Index Management
Create and manage indexes for full-text search, vector similarity search, and multimodal content.
Index Types
Antfly supports two primary index types:
full_text_v0 - Full-Text Search Index
BM25-based full-text search using Bleve. Automatically uses schema information for field mappings.
Configuration:
{
"type": "full_text_v0",
"name": "search_idx",
"mem_only": false
}Options:
mem_only(optional): If true, stores index in memory only (useful for testing)
Features:
- BM25 ranking algorithm
- Field-specific queries (
title:computer) - Boolean operators (
AND,OR,NOT) - Range queries (
year:>2020) - Phrase queries (
"exact phrase") - Uses schema's
x-antfly-typesfor field analyzers - Respects
x-antfly-include-in-allfor cross-field search
aknn_v0 - Vector Similarity Index
Approximate k-nearest neighbors (AKNN) index for semantic similarity search using vector embeddings.
Performance Features:
- Hardware-accelerated distance calculations using SIMD instructions
- x86/AMD: AVX2 and AVX-512 optimizations for vector operations
- ARM: NEON and SME (Scalable Matrix Extension) acceleration
- RaBitQ quantization for reduced memory footprint and faster search
- No GPU required - optimized for CPU-based deployments
Basic Configuration:
{
"type": "aknn_v0",
"name": "embedding_idx",
"dimension": 384,
"embedder": {
"provider": "ollama",
"model": "all-minilm",
"url": "http://localhost:11434"
}
}Required Fields:
embedder: Embedder configuration for generating vectors
Optional Fields:
dimension: Vector dimension (inferred from embedder if not specified)field: Field to embed using JSONPath syntax (e.g.,"description","metadata.content","$.user.bio")template: Handlebars template for custom prompt generationsummarizer: Vision/multimodal model for processing images/audio/videomem_only: Store index in memory only
Embedder Providers
Antfly supports multiple embedding providers via the embedder configuration:
Ollama (Local Models)
{
"provider": "ollama",
"model": "all-minilm",
"url": "http://localhost:11434"
}Popular models: all-minilm, nomic-embed-text, mxbai-embed-large
OpenAI
{
"provider": "openai",
"model": "text-embedding-3-small",
"api_key": "sk-..."
}Models: text-embedding-3-small (1536d), text-embedding-3-large (3072d), text-embedding-ada-002 (1536d)
Google Gemini
{
"provider": "gemini",
"model": "text-embedding-004",
"project_id": "my-project",
"location": "us-central1",
"dimension": 768
}Supports multimodal embeddings (text + images).
AWS Bedrock
{
"provider": "bedrock",
"model": "amazon.titan-embed-text-v1",
"region": "us-east-1"
}Models: amazon.titan-embed-text-v1, amazon.titan-embed-text-v2, cohere.embed-english-v3, cohere.embed-multilingual-v3
Multimodal Indexing
Vector indexes can process images, audio, and video using vision/multimodal models.

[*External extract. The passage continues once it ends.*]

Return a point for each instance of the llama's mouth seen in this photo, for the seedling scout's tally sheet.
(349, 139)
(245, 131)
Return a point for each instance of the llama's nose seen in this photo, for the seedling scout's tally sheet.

With Summarizer (Two-Stage)
Use a vision model to generate text descriptions, then embed the descriptions:
{
"type": "aknn_v0",
"dimension": 384,
"embedder": {
"provider": "ollama",
"model": "all-minilm"
},
"summarizer": {
"provider": "ollama",
"model": "llava"
}
}How it works: Vision model (llava) generates text description → Embedder (all-minilm) creates vector
Supported Vision Models:
- Ollama:
llava,llava-phi3,bakllava,llava-llama3 - OpenAI:
gpt-4o,gpt-4-turbo,gpt-4o-mini - Gemini:
gemini-2.0-flash-exp,gemini-1.5-pro,gemini-1.5-flash - Anthropic:
claude-3-5-sonnet-20241022,claude-3-opus-20240229 - Bedrock:
anthropic.claude-3-5-sonnet-20241022-v2:0
Native Multimodal (Single-Stage)
Some models support direct multimodal embeddings:
{
"type": "aknn_v0",
"dimension": 1024,
"embedder": {
"provider": "gemini",
"model": "text-embedding-004",
"project_id": "my-project"
}
}Gemini's embedding models can directly process text and images without a separate vision model.
Supported Media Formats
When using multimodal indexes, documents can reference media in multiple ways:
Images
- Base64 encoded (data URI):
data:image/jpeg;base64,<base64>,data:image/png;base64,<base64>,data:image/webp;base64,<base64> - URLs:
http://,https://,s3://,file://
Audio & Video
- URLs:
http://,https://,s3://,file://
Example document with image:
{
"title": "Product Photo",
"image": "data:image/jpeg;base64,iVBORw0KGgoAAAANSUhEUgA..."
}Template-Based Prompts
Customize how documents are converted to text before embedding using Handlebars templates:
{
"type": "aknn_v0",
"dimension": 384,
"field": "description",
"template": "Product: {{title}}\nCategory: {{category}}\nDescription: {{description}}",
"embedder": {
"provider": "ollama",
"model": "all-minilm"
}
}Template System:
- Syntax: Handlebars templating (https://handlebarsjs.com/guide/)
- Caching: Templates are automatically cached with configurable TTL (default: 5 minutes)
- Context: Templates receive the full document as context
Basic Syntax:
{{fieldName}}: Insert field value{{#if field}}...{{/if}}: Conditional logic{{#each array}}...{{/each}}: Iterate arrays{{#unless condition}}...{{/unless}}: Inverse conditional{{@index}},{{@key}},{{@first}},{{@last}}: Loop variables
Built-in Helpers:
-
scrubHtml - Remove script/style tags and extract clean text from HTML
- Removes
<script>and<style>tags - Adds newlines after block elements (p, div, h1-h6, li, etc.)
- Returns plain text with preserved readability
- Removes
-
eq - Equality comparison for conditionals
Active Special field -
media - GenKit dotprompt media directive for multimodal content
Supported URL Schemes:
data:- Base64 encoded data URIs (e.g.,data:image/jpeg;base64,...)http:///https://- Web URLs with automatic content type detectionfile://- Local filesystem pathss3://- S3-compatible storage (format:s3://endpoint/bucket/key)
Automatic Content Processing:
- Images: Downloaded, resized (if needed), converted to data URIs
- PDFs: Text extracted or first page rendered as image
- HTML: Readable text extracted using Mozilla Readability
Security Controls: Downloads are protected by content security settings:
- Allowed host whitelist
- Private IP blocking (prevents SSRF attacks)
- Download size limits (default: 100MB)
- Download timeouts (default: 30s)
- Image dimension limits (default: 2048px, auto-resized)
-
encodeToon - Encode data in TOON format (Token-Oriented Object Notation)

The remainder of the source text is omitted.